We're facing supply chain issues across various sectors. A key reason behind the supply problems is production downtime. It's estimated that factories may lose up to 20% of their productivity due to downtime.
The concept of predictive maintenance dates back to the 1990s. The unavailability of sensors and the lack of computational resources made its implementation challenging at the time. The introduction of the Internet of Things (IoT), machine learning, cloud computing, and big data analysis has made predictive maintenance mainstream. Particularly, IoT is crucial for predictive maintenance. It can convert the physical actions of machines into digital signals, such as vibration, temperature, and conductivity, for processing and analysis.
As research data shows, the financial impact of unplanned downtime is severe. The report finds that large factories lose 323 production hours annually due to unplanned downtime. The average cost of income loss, restarting production lines, financial penalties, and idle employee time reaches $523,000 per hour. The traditional method of using tools, materials, checklists, and clipboards for equipment maintenance is inefficient. In the IoT era, you can focus on solving problems when they occur, rather than searching for symptoms.

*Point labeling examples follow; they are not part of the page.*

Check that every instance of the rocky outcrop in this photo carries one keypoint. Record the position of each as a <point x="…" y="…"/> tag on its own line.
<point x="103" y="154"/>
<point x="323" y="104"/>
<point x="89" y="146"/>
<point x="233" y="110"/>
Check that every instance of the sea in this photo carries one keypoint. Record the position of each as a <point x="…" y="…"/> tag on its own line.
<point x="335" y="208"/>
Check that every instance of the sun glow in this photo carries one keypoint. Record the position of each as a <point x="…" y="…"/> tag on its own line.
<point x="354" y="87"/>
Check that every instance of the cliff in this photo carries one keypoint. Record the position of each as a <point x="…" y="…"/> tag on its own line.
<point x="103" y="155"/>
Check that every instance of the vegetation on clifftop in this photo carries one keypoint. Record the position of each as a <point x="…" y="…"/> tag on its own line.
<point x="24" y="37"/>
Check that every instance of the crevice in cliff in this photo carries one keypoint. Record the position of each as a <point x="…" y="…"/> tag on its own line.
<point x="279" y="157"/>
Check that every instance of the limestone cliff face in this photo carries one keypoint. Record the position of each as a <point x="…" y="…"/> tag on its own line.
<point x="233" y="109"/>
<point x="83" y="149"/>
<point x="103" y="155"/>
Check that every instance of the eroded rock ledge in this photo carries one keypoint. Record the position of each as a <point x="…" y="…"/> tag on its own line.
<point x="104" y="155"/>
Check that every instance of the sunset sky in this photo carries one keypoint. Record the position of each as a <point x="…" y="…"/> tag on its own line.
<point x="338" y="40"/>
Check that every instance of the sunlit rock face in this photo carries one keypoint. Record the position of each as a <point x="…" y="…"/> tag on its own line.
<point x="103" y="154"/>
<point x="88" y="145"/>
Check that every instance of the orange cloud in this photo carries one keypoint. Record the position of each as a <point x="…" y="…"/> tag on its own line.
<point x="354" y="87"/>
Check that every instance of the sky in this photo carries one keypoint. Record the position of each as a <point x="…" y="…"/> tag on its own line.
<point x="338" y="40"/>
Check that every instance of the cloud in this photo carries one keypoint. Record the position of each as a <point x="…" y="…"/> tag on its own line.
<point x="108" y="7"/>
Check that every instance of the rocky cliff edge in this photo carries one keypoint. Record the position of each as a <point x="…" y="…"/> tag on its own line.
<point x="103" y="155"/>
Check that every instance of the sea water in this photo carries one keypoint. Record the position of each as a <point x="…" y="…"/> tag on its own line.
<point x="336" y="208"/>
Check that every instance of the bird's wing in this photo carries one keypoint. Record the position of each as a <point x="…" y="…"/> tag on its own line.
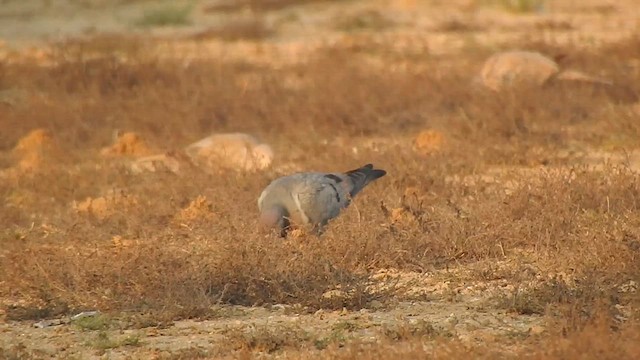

Predictive maintenance based on the Internet of Things provides the data needed to understand equipment and environmental conditions, enabling informed investigations by the appropriate personnel. It saves time that would otherwise be spent on manual equipment checks, record-keeping, and managing solutions.
Therefore, when the storage unit's temperature is too high, it can be adjusted remotely. If the device's vibration and heating indicate a problem, you can use data to determine whether immediate maintenance or a later time is required. By eliminating the hassle of detecting device issues, IoT monitoring saves time for more meaningful, non-automated tasks.